Sunday, March 29, 2020

The Deafening Sound of Silence and The Virtues of Failure: Why Everybody Lives by a Code and Nobody is Ever Completely Right

There are very few films I can recall that sent a chill down my spine after watching them, but as I sat watching the credits roll for Silence, I felt that familiar vibration creeping across my vertebrae. It wasn't that the story of two 17th Century, Portuguese, Jesuit priests travelling to Japan to search for their missing mentor who was rumoured to have rejected his faith while at the same time engage in missionary work themselves to promote Catholicism was some kind of a white-knuckle, thrill-a-minute adventure.

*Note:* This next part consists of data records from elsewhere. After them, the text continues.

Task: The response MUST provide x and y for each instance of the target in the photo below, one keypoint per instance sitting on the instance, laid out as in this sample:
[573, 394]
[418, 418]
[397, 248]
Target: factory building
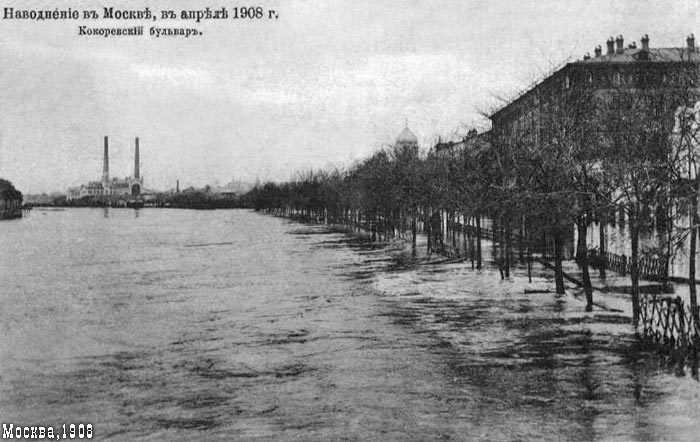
[115, 187]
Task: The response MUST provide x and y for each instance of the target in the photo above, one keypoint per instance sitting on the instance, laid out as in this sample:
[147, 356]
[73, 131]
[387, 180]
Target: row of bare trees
[586, 156]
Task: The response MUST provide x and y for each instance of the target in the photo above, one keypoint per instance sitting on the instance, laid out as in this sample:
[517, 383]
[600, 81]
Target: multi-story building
[628, 67]
[10, 201]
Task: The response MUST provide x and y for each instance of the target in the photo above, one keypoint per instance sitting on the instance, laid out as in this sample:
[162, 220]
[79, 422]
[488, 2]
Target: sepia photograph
[350, 220]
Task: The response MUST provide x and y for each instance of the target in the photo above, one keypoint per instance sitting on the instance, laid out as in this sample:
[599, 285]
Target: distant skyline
[327, 84]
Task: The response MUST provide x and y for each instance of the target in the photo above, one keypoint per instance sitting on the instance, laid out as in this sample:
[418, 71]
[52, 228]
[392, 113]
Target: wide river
[166, 324]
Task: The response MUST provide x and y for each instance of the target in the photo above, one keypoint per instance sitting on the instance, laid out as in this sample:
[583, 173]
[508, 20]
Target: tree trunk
[478, 242]
[634, 265]
[602, 248]
[694, 221]
[506, 258]
[558, 269]
[582, 254]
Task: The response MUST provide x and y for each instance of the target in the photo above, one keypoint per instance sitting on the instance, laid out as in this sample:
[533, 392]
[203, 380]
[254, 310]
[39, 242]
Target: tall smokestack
[105, 162]
[136, 159]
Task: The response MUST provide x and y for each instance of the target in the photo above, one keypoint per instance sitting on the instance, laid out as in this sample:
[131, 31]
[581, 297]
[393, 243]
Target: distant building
[116, 187]
[640, 68]
[407, 141]
[10, 201]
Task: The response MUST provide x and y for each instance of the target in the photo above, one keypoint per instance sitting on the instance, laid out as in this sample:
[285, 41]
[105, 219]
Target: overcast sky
[326, 84]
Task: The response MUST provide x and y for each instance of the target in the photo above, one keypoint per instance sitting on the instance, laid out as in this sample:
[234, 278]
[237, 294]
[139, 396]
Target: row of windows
[638, 79]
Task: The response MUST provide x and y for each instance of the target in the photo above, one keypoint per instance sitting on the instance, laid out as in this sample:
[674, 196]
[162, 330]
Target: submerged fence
[649, 267]
[669, 323]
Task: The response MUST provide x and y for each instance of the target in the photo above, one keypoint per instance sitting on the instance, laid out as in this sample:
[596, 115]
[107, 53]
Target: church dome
[406, 136]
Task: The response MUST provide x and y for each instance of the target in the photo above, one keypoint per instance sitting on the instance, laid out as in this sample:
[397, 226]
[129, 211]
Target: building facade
[128, 187]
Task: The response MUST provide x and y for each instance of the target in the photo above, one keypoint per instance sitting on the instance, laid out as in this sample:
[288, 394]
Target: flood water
[166, 324]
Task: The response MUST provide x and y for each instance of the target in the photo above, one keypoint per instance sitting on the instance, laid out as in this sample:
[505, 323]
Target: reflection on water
[234, 325]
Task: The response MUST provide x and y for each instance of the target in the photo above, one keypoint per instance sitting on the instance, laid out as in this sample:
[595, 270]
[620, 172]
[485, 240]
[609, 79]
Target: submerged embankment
[234, 325]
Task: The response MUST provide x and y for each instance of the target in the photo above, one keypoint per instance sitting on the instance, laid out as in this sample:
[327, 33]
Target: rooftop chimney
[136, 159]
[611, 46]
[620, 42]
[105, 162]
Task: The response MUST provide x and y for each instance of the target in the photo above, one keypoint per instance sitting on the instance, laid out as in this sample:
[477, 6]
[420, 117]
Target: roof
[628, 56]
[406, 136]
[657, 55]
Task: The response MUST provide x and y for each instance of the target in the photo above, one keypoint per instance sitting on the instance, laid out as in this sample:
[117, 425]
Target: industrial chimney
[105, 162]
[620, 42]
[645, 42]
[611, 46]
[136, 159]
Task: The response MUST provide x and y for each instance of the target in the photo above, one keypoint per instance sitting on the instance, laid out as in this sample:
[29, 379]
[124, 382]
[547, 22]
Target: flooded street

Quite the opposite, Silence was a (for the most part) quiet meditation on faith and spirituality by Martin Scorsese, who has wrestled with his own faith throughout his life. This has been a common theme in many of his films, probably most notably The Last Temptation of Christ and Kundun, which comprise the other two thirds of the unofficial Scorsese spirituality trilogy. Also notably, and kind of appropriately, the public response to Silence seemed a lot more subdued compared with Last Temptation or Kundun, both of which stirred up considerable controversy at the times of their release, with Scorsese even being banned from China for a time after the release of Kundun. I don't know if that's saying too much these days; if you sneeze in the wrong direction you're liable to attract the ire of the Chinese government (or, you know, if you're gay or a ghost, or perhaps worst of all, a gay ghost).

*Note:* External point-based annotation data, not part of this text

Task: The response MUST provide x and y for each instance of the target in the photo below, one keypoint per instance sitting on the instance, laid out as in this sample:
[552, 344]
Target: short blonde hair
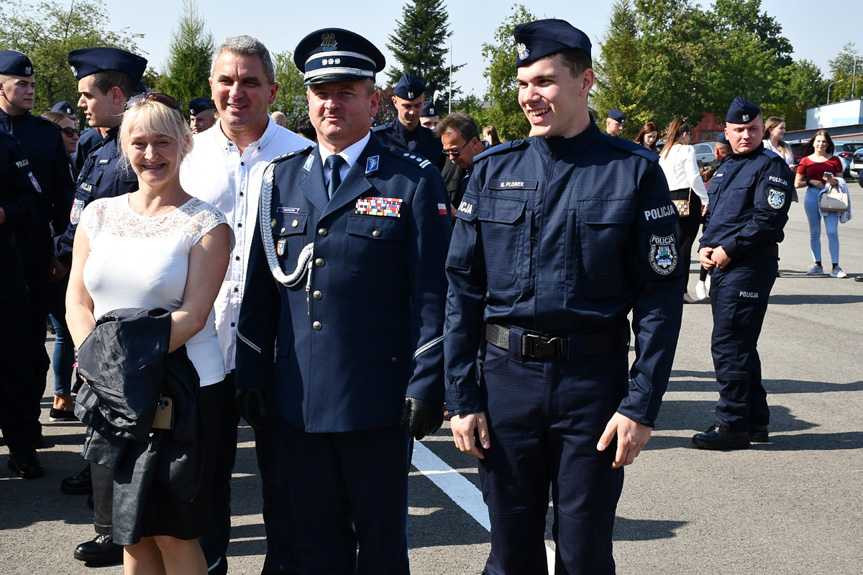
[157, 118]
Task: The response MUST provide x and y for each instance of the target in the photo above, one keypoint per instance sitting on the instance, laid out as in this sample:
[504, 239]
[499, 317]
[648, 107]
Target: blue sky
[282, 24]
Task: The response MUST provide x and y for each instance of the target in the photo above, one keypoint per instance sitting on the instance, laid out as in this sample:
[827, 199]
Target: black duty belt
[569, 347]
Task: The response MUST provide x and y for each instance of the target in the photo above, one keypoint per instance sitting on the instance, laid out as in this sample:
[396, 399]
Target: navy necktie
[334, 163]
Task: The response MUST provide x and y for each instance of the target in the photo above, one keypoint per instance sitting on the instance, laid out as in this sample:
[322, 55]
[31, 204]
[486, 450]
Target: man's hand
[422, 417]
[631, 437]
[251, 405]
[720, 258]
[465, 428]
[704, 258]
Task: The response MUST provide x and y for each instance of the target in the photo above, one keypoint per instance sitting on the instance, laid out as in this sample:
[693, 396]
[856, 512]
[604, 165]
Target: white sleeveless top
[142, 262]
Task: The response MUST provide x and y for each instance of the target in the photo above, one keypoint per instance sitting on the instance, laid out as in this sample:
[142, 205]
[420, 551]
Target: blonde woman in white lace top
[157, 247]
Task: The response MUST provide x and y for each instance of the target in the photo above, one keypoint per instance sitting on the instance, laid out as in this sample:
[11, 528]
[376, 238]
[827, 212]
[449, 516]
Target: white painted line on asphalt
[459, 489]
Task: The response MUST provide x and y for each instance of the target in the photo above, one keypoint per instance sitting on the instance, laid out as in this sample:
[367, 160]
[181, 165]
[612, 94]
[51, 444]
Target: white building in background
[845, 113]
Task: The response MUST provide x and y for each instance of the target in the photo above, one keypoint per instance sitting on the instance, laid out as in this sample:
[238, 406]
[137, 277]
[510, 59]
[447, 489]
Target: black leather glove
[423, 417]
[251, 405]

For some reason, despite his vast and varied catalogue of films, it seems that from recent online discussions, people seem to have superficially associated Scorsese mostly with subject matter relating to organized crime. Although several of his films do deal specifically with the Mafia or some type of organized crime, these specific settings and characters are a pastiche of what Scorsese witnessed growing up in New York, and a lens through which he explores themes and concepts that run a little deeper than whether snitches do, in fact, get stitches.